The FBI worked with an international group of law enforcement agencies to get criminals onto an encrypted messaging app they controlled. 

James Martin/CNET

Global law enforcement agencies revealed Tuesday that they arrested more than 800 alleged criminals after convincing them to use an encrypted messaging app covertly run by the FBI. The bureau worked with Australian and European police to set up app company AN0M, got suspected criminals to use it and monitored their conversations.

The operation was known as Trojan Shield in the United States and Europe, and Special Operation Ironside in Australia. It exposed alleged criminals from South American drug cartels, Asian triad groups, and Middle Eastern and European criminal syndicates, as previously reported by the Washington Post.

It was conceived by the FBI and Australian police in 2018, "over a couple of beers," Australian Federal Police Commissioner Reece Kershaw told reporters.

The app AN0M was installed on over 12,000 phones that were stripped of other capability and distributed among hundreds of alleged criminal organizations. They became popular in these circles because increasing numbers of those people vouched for the app's integrity and used it to discuss their activities.

The FBI's San Diego Field Office was the HQ for the operation, with more than 100 agents and 80 linguists working across Trojan Shield.
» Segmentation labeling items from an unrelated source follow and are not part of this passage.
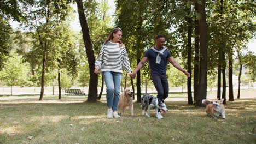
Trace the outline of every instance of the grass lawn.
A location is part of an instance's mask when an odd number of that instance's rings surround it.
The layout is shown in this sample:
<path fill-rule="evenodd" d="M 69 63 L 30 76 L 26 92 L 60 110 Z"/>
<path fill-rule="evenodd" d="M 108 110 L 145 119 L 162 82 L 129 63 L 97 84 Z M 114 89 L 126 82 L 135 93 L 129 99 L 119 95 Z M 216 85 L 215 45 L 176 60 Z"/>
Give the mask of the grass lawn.
<path fill-rule="evenodd" d="M 141 116 L 137 103 L 135 116 L 126 110 L 107 119 L 104 97 L 95 103 L 83 96 L 0 97 L 0 143 L 256 143 L 255 92 L 243 90 L 242 99 L 227 101 L 226 120 L 187 105 L 184 93 L 170 95 L 163 119 L 153 110 L 149 118 Z"/>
The operation began by taking down encrypted phone provider Phantom Secure in 2018, and then providing its own devices to alleged criminals that "generated a carbon copy of each message for the FBI to assess and analyze."

Law enforcement groups combed through more than 27 million messages -- which allegedly included contracts for killings, photos of cocaine hidden in shipments of fruit and robbery plots -- over 18 months.

"Encrypted devices have been and continue to be a safe haven for criminal organizations ... providing them a platform for their communications that we have not had access to," said FBI San Diego Assistant Special Agent in Charge Jamie Arnold. "This was a creative and innovative way for us to get behind that firewall and see what was happening among the leadership of these criminal organizations."